Three-dimensional ultrasound modalities
Placental volume and placental quotient
With the introduction of three-dimensional ultrasound technology, an interest arose in using three-dimensional placental volume for potential screening. In a prospective study by Hafner et al., placental volume and placental quotient (placental quotient = placental volume/crown-rump length) in the first trimester correlated with uterine artery Doppler in the second trimester. Furthermore, using a placental quotient ≤ 10th centile and a uterine artery pulsatility index of ≥ 90th centile, the sensitivity for detection of IUGR was 25.0% and 20.2%; for women with pre-eclampsia without small gestational fetuses it was 20.0% and 28%, and for women with PIH and pre-eclampsia with small gestational fetuses it was 30.8% and 46.1%, respectively.

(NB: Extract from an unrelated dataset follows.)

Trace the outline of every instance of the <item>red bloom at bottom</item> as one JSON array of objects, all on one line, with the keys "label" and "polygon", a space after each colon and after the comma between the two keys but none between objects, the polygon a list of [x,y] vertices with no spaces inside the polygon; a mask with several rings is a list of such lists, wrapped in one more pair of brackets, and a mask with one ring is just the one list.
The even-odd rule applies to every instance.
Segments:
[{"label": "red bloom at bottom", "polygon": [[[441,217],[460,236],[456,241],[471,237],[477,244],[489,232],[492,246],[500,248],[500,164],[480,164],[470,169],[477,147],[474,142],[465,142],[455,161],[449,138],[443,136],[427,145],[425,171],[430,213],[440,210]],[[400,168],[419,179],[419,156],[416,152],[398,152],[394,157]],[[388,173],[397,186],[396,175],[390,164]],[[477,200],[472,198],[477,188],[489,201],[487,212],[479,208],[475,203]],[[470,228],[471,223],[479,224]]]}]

Again this method was limited by the use of an indirect approach, now using two indirect measurements of placental vascular development (i.e. placental size and upstream uterine artery Doppler effects). The limited sensitivity in detection of pre-eclampsia and IUGR was thus not surprising and the search for more direct evaluation methods continued.
Three-dimensional power Doppler angiography of the uteroplacental circulation space
The development of three-dimensional power Doppler (3DPD) angiography has allowed a more direct evaluation of utero-placental blood flow. Power Doppler has the benefit of displaying the magnitude of colour flow output rather than the Doppler frequency signal, thus providing increased sensitivity to low flows and velocities ( Fig. 2 ). When used with very low pulse repetition frequencies (between 0.6 and 0.9), and in combination with three-dimensional technology, which allows sampling of multiple spiral arteries in one sample, it allows complex evaluation of the extremely low-velocity flow that occurs in the UPCS ( Fig. 3 ).